A second point By stressed was that dramatic powder granule compression, which occurs when a cartridge fires, results in granule fluidization. Individual particles fuse and reconfigure. Within microseconds the myriad granules become a single mass of viscous fluid. As granule surfaces begin to fuse (at least temporarily), interstitial gas pockets become isolated and essentially spherical. For this reason, further ignition results only at exposed surfaces or where granule-to-granule shearing occurs. Intergranule shearing can open up new paths for propellant gases – we will return to this point.
Owing to adsorbed surface chemicals (which affect both physical and chemical granule characteristics) and size and separation of gas pockets, subsequent burning rate still reflects initial granule characteristics. Critically, individual granules retain the progressive burning gradients imposed by the deterrents. Further, these granules are not necessarily inseparable.
Pressure of a few thousand psi (far below peak chamber pressure) dramatically deforms unignited granules, which are generally located in continuous masses. (My testing demonstrated that a relatively mild pressure of 3000-psi compresses typical tubular and ball powders about 10%, which implies significant deformation.) For this reason, those granules escaping initial (primer blast) ignition show little difference in performance, whether stick- or ball-type.
Regardless of any such details, my pertinent points from the original articles stand (to which, please refer), ideal case designs: 1) minimize interior surface area, and 2) maximize granule mixing rate at the shoulder-to-neck transition. By, who believes it is of significant importance, reiterated a third point 3) minimizing distance between primer flash and the remotest granules. By also points out that we have to add a new dimension to this theorem 4) maximizing primer-blast related heating of those granules in the bore-diameter column, directly behind the bullet – which contains powder that can follow the bullet into the bore as an unignited plug. (Again, refer to the aforementioned articles for background.) See sketches 1a & 1b.
In the following text, we assume that chambering characteristics provide for the base of the bullet shank to precisely align with the neck-to-shoulder juncture of the case.
1) Minimizing
Interior Case Surface Area
This aspect is critical because it minimizes
conversion of primer blast heat into case heat, and for several other
reasons. If this were the only consideration, the answer would be
quite simple – design a spherical combustion chamber. This is certainly
feasible but it will require a new case, drawn with new tooling. Meanwhile,
since that basic shape cannot be achieved with a conventional cartridge,
we will consider conventional (cylindrical) designs. Here, in the
ideal design, powder column diameter equals length.
However, unless someone wants to dramatically shorten a 50 BMG or neck a similarly shortened 416 Rigby to 17-caliber (have fun!), we are in no danger of designing a full-power case that is shorter than it is wide. Therefore, we can say that we should use the fattest case feasible.

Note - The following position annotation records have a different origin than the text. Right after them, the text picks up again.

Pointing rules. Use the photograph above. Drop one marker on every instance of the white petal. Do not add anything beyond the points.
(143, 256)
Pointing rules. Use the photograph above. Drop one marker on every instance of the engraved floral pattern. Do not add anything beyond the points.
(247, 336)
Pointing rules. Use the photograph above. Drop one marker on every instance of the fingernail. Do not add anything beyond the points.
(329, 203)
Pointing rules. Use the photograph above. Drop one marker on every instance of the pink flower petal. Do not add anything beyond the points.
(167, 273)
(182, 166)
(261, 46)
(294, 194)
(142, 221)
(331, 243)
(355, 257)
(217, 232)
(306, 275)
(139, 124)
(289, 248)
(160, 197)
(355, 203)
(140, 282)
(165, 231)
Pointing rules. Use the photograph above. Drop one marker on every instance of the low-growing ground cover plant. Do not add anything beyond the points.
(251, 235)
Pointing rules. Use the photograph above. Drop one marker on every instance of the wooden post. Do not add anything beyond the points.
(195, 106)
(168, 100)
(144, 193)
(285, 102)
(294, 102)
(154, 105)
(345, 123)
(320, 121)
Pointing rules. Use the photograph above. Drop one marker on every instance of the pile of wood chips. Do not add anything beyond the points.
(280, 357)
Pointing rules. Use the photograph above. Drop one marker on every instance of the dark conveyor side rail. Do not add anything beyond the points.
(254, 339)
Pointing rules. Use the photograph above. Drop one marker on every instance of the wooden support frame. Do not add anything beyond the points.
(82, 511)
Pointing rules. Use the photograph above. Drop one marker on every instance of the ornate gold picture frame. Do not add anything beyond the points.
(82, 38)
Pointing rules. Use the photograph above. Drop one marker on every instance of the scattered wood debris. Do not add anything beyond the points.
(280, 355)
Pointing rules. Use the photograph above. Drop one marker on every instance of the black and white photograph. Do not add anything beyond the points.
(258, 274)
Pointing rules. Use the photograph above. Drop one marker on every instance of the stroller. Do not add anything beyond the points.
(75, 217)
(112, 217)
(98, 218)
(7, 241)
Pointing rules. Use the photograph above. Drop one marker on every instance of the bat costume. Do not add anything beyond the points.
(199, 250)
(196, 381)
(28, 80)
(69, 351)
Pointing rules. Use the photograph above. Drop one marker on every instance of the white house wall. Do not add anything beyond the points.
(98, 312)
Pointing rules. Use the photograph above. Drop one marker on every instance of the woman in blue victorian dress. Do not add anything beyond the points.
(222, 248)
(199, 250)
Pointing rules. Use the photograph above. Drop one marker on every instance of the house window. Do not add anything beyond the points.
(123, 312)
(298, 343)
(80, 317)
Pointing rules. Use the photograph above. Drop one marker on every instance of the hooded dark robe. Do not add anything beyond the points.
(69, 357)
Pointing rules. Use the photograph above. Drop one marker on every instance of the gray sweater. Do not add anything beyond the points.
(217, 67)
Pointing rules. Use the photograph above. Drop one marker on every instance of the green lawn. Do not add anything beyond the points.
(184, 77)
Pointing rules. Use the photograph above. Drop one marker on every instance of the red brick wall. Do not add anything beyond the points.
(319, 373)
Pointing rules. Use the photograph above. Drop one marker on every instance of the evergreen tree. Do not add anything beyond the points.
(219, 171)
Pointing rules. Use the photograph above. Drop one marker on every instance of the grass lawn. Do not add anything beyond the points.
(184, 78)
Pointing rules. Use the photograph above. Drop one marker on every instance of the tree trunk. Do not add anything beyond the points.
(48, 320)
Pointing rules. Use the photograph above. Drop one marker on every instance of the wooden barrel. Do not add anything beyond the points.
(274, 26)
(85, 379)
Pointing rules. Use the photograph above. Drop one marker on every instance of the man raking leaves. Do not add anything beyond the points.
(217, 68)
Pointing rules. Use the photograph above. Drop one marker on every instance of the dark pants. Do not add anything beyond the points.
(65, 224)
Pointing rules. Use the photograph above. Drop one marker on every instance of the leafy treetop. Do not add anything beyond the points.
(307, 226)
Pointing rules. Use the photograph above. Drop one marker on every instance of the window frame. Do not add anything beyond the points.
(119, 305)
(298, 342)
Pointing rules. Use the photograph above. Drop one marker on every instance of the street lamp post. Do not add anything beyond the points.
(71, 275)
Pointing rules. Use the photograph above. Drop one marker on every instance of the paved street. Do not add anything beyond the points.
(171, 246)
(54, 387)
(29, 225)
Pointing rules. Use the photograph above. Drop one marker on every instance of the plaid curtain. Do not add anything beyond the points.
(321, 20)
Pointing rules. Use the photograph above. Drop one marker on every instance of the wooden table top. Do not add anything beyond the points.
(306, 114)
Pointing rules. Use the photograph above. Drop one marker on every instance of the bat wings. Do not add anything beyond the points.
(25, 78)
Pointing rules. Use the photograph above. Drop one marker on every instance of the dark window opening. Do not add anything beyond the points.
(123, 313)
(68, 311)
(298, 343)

(It is noteworthy that progressively fatter cases require progressively fatter actions and that such designs impose increasing levels of axial stress and primer-blast-derived shock – and vibration – into the barrel, characteristics that are probably detrimental but which we will not address further here.)
2) Maximizing Granule Mixing Rate at Shoulder-to-Neck Juncture
Consider
granules trapped behind the case shoulder and not directly ignited
by the primer. Chamber pressure rapidly compresses this mass and thereby
eliminates permeability